Previously, the Secondary School in Fiwila enabled children to study up to grades seven or nine (equivalent of UK years six to eight). The new school, completed in 2007, extended the school to grade 12 (equivalent of UK year 13).
Fiwila Secondary School was Build It’s first building project.
With your support:
Working with the Shropshire Fiwila Partnership, the aim of the project was to provide a completely new secondary school that would allow children to go on to further education.
There were celebrations in January 2008 when the local school opened its first ever secondary class.
In 2008, the second phase of work took place, with the construction of two laboratory classrooms, an ablution block and a teacher’s house. The project included new water tanks and rainwater harvesting.
The school desperately needed a new dormitory. Whilst there was accommodation for the girls on site, there was no accommodation for the boys who lived too far away to commute to school daily. To attend school, the boys squatted in abandoned buildings in the village, cooking for themselves.

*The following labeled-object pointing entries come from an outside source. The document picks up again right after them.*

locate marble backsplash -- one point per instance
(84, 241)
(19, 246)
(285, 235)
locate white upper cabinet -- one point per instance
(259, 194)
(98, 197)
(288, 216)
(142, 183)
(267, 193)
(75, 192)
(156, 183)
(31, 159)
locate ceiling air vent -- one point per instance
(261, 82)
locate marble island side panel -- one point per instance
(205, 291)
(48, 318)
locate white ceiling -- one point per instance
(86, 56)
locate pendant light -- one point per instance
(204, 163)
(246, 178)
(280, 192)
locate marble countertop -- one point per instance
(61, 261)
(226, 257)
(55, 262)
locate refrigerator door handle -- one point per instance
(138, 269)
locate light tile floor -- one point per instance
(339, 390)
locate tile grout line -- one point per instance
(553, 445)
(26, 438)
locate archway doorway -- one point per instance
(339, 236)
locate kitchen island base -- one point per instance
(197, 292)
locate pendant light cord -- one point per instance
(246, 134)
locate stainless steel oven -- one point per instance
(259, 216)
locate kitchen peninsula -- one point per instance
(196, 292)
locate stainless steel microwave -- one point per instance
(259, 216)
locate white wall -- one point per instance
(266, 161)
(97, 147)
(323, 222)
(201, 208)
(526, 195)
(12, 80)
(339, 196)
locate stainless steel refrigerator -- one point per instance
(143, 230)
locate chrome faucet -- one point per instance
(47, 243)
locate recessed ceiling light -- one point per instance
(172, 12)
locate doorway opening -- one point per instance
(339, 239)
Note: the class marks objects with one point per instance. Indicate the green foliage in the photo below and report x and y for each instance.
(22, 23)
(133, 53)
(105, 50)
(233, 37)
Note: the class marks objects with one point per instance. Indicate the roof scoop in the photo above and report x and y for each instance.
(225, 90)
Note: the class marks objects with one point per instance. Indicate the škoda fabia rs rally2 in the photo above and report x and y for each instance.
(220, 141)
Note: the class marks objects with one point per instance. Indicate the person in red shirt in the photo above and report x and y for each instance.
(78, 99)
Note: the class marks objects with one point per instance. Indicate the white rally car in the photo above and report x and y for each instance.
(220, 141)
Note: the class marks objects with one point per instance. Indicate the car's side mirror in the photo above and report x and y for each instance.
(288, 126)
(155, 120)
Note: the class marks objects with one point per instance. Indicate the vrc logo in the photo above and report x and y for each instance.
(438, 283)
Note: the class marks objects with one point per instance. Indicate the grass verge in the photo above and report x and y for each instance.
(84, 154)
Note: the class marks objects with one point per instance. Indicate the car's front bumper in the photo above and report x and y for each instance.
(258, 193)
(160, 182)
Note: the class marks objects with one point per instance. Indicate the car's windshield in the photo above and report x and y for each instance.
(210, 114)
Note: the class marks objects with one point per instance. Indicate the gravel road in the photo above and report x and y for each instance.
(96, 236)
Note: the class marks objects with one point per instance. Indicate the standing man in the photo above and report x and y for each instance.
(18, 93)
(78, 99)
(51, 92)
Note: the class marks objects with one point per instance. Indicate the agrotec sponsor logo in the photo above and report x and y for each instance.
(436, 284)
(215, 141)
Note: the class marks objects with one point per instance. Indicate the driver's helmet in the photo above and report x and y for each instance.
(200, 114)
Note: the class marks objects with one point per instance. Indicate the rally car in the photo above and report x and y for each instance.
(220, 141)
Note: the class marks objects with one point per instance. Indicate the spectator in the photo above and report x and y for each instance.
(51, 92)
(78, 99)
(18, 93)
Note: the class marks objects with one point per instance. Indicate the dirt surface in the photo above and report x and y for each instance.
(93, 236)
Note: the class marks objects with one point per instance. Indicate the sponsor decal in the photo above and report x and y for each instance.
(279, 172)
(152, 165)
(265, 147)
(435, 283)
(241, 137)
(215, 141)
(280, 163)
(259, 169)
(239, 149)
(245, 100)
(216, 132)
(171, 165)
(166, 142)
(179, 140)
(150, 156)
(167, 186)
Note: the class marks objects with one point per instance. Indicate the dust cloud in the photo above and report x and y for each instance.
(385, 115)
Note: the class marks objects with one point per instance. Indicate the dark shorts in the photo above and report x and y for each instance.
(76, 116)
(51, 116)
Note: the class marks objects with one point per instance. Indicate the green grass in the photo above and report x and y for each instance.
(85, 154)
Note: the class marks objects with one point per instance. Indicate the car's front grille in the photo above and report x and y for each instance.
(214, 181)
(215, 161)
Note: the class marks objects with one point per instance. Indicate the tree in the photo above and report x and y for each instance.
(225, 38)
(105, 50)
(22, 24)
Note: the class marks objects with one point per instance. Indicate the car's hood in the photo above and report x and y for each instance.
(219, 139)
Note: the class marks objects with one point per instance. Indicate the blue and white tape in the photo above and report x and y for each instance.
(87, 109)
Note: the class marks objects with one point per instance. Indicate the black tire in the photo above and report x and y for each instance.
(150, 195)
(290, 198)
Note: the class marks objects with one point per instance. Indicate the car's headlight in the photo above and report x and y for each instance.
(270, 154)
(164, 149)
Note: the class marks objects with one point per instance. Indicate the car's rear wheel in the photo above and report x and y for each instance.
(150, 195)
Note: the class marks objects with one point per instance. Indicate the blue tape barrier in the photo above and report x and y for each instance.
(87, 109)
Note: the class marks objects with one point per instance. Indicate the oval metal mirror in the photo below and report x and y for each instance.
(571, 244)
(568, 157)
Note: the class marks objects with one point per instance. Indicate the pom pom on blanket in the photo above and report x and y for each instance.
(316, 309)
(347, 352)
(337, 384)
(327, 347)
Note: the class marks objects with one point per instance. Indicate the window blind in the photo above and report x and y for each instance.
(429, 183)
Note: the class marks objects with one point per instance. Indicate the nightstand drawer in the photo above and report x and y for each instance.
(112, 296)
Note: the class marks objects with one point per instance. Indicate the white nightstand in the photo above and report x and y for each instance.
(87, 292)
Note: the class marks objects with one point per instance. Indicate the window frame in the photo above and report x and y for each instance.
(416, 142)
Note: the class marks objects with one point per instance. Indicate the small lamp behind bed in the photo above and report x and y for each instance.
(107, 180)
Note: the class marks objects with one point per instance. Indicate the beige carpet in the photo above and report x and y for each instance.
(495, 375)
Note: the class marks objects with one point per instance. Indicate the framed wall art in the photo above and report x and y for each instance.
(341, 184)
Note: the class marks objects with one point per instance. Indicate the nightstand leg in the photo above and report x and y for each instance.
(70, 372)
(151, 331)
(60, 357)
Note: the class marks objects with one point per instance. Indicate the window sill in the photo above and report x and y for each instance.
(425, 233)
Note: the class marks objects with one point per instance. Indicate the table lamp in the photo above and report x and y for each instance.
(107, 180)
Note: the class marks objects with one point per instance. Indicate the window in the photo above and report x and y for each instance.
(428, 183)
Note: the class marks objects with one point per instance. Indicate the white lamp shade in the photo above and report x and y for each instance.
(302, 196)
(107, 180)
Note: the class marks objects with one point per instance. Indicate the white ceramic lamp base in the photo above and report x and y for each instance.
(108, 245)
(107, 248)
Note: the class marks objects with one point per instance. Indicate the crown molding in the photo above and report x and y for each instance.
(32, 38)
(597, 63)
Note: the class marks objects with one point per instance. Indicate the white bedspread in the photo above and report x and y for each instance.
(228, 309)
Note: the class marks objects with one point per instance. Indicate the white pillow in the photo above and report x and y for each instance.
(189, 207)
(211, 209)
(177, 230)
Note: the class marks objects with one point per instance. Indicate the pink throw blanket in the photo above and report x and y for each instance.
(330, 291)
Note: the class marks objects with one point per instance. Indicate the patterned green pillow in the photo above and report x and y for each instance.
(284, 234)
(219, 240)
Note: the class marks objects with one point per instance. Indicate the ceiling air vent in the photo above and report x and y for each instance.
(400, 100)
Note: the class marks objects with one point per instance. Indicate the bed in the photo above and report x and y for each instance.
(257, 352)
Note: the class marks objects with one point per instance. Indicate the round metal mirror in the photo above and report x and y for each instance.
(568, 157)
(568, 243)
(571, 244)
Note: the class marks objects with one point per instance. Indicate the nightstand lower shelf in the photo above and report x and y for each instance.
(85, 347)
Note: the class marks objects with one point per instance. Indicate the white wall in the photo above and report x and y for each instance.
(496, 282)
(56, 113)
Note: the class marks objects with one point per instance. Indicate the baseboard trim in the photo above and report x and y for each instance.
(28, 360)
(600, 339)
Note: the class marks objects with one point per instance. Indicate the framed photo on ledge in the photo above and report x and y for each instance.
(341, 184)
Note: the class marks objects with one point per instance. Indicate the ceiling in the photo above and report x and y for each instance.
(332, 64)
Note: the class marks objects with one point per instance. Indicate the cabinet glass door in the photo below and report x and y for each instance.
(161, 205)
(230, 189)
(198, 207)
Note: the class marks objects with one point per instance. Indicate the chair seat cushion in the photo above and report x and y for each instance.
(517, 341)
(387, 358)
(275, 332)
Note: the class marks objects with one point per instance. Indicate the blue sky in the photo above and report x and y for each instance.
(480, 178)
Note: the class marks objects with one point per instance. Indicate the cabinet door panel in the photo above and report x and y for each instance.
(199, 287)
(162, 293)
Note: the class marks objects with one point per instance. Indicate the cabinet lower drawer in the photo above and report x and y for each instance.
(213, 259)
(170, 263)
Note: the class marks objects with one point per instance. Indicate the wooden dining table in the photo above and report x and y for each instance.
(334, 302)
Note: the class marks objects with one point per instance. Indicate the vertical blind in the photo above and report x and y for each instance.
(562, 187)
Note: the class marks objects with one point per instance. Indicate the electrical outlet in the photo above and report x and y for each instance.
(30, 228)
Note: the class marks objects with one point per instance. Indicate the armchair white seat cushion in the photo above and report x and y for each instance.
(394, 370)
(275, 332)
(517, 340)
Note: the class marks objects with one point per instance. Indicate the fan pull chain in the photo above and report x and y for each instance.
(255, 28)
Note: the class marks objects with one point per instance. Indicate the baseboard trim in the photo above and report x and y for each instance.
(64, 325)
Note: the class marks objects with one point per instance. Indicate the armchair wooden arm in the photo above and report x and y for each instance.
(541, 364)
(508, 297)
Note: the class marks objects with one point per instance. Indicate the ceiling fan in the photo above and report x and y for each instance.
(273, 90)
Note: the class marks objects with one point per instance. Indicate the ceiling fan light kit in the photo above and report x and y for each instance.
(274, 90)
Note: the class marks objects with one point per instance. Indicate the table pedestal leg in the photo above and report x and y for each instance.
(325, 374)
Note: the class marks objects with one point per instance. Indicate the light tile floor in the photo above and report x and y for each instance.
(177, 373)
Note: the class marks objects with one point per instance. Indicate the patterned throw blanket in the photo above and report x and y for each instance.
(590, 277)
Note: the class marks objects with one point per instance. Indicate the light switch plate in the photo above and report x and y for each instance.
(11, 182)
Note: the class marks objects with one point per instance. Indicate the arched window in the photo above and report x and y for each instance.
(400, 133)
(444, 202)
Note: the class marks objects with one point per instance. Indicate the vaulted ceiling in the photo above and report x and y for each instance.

The new 46 bed dormitory was the third phase of work at Fiwila and was completed in time for the 2010 new school year. It has made an incredible difference to the education and the safety of the children at Fiwila Secondary School.
Since we left…
In 2009, King’s College Wimbledon formed a Community Service Programme with Fiwila School. In August 2010, a party of staff and sixteen boys spent two weeks in Fiwila. Ian Davies from King’s explains how the Science Labs are having a positive benefit to the teachers and students at Fiwila;
‘It was good to find two large, well set up laboratories in use at the High School and we were able to carry out practical Chemistry and Physics lessons with the Fiwila students. Science is a very practical, hands-on enterprise that requires experiments to properly train students for the future.’